The maps below show two of our test routes.
Despite the challenging conditions, the L-band signal received throughout testing was sufficiently strong to enable reception of the augmentation data service successfully. As a result, we were able to pinpoint our location with horizontal accuracy of less than 10cm, within 2 sigma, or 95% confidence interval throughout the process.
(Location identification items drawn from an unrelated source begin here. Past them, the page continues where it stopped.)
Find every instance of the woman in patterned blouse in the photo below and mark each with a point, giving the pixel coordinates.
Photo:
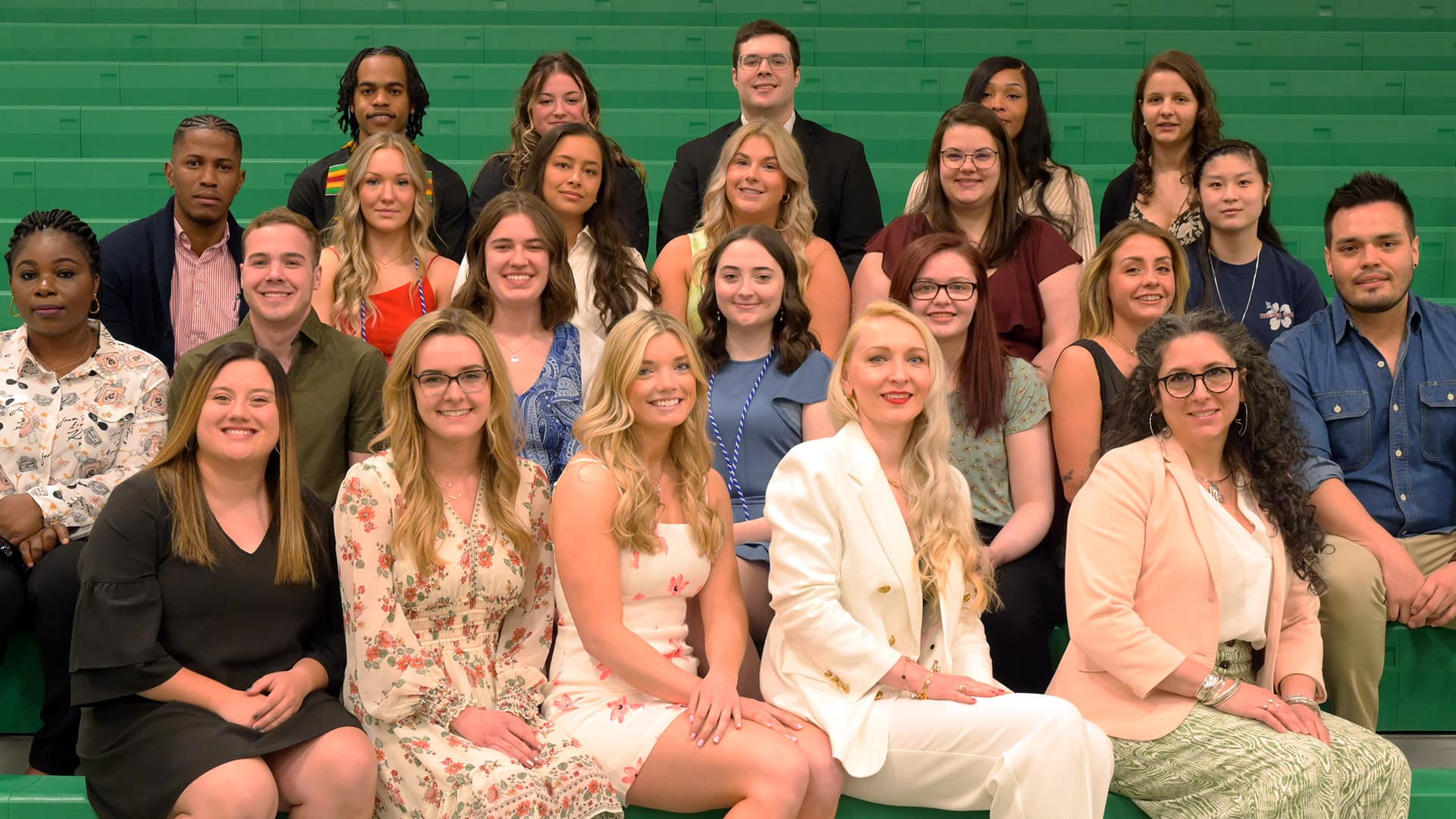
(80, 413)
(1001, 441)
(522, 284)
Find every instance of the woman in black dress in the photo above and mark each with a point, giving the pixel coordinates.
(209, 635)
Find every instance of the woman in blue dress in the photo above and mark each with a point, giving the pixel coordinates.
(766, 390)
(522, 286)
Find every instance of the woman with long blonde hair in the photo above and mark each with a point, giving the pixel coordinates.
(642, 523)
(381, 271)
(447, 569)
(878, 583)
(761, 178)
(207, 630)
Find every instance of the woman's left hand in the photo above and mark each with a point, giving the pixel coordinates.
(284, 694)
(714, 707)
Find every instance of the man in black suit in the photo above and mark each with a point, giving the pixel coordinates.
(766, 72)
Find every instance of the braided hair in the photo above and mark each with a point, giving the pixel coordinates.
(63, 221)
(419, 96)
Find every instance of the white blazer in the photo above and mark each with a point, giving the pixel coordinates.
(848, 601)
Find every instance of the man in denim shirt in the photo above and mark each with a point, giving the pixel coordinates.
(1373, 381)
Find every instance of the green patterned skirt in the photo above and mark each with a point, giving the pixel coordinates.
(1216, 765)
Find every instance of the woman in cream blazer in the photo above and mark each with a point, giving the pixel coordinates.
(878, 586)
(1188, 550)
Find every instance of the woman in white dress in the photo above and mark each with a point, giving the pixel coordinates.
(642, 525)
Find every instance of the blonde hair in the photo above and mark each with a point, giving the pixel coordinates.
(357, 276)
(941, 521)
(194, 526)
(1094, 299)
(604, 428)
(795, 221)
(422, 507)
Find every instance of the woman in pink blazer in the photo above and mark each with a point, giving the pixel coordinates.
(1191, 577)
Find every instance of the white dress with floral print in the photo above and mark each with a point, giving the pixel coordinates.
(472, 632)
(607, 716)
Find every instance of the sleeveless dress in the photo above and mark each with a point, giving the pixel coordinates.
(606, 714)
(551, 407)
(472, 632)
(1110, 381)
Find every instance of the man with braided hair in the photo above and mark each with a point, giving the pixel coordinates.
(382, 91)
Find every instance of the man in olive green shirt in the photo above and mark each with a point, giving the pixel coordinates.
(337, 381)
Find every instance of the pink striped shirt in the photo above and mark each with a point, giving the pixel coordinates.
(206, 292)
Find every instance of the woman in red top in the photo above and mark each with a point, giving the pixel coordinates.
(973, 190)
(381, 270)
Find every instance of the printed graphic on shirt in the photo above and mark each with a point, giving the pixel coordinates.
(1280, 316)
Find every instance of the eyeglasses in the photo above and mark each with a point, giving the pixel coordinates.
(982, 159)
(927, 290)
(1215, 379)
(777, 61)
(469, 381)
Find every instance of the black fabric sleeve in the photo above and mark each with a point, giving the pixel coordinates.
(859, 212)
(682, 200)
(488, 183)
(115, 648)
(632, 212)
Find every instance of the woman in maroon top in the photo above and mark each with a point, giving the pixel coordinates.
(973, 190)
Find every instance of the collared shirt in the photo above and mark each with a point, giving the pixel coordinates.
(206, 292)
(582, 261)
(1388, 430)
(69, 441)
(788, 126)
(337, 384)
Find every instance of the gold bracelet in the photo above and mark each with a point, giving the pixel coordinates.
(925, 687)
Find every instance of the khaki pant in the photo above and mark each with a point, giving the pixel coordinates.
(1351, 615)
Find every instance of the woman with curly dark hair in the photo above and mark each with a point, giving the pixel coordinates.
(1191, 547)
(1175, 118)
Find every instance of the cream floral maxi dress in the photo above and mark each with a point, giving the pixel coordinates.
(472, 632)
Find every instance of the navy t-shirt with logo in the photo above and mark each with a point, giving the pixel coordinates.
(1285, 295)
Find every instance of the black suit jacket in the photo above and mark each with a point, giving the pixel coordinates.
(840, 184)
(136, 281)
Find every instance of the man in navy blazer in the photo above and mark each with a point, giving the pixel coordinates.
(171, 280)
(766, 72)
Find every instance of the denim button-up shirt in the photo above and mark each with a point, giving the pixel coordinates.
(1388, 431)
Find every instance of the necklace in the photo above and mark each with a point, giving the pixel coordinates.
(66, 369)
(1253, 284)
(1213, 485)
(419, 287)
(449, 485)
(731, 458)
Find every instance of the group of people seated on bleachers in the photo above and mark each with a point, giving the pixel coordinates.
(780, 537)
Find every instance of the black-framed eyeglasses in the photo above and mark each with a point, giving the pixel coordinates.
(927, 290)
(1215, 379)
(469, 381)
(777, 61)
(981, 159)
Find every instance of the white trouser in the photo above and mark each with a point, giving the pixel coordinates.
(1019, 755)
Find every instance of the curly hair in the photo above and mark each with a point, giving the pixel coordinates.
(791, 327)
(618, 278)
(1270, 447)
(1206, 131)
(1034, 140)
(416, 85)
(525, 137)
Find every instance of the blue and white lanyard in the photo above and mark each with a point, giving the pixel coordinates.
(419, 287)
(731, 458)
Free Your Engineers to Innovate
Across the industrial, automotive and consumer technology sectors, the next wave of autonomous devices will rely heavily on high-precision positioning information. Those designing tomorrow’s autonomous products need a way of leveraging GNSS augmentation data, without the overheads inherent in conventional services. By removing these challenges, product vendors will liberate their engineering teams to focus on high-value innovation work, reduce time-to-market, slash ongoing maintenance overheads, and enable themselves to offer competitively priced next-generation products and services.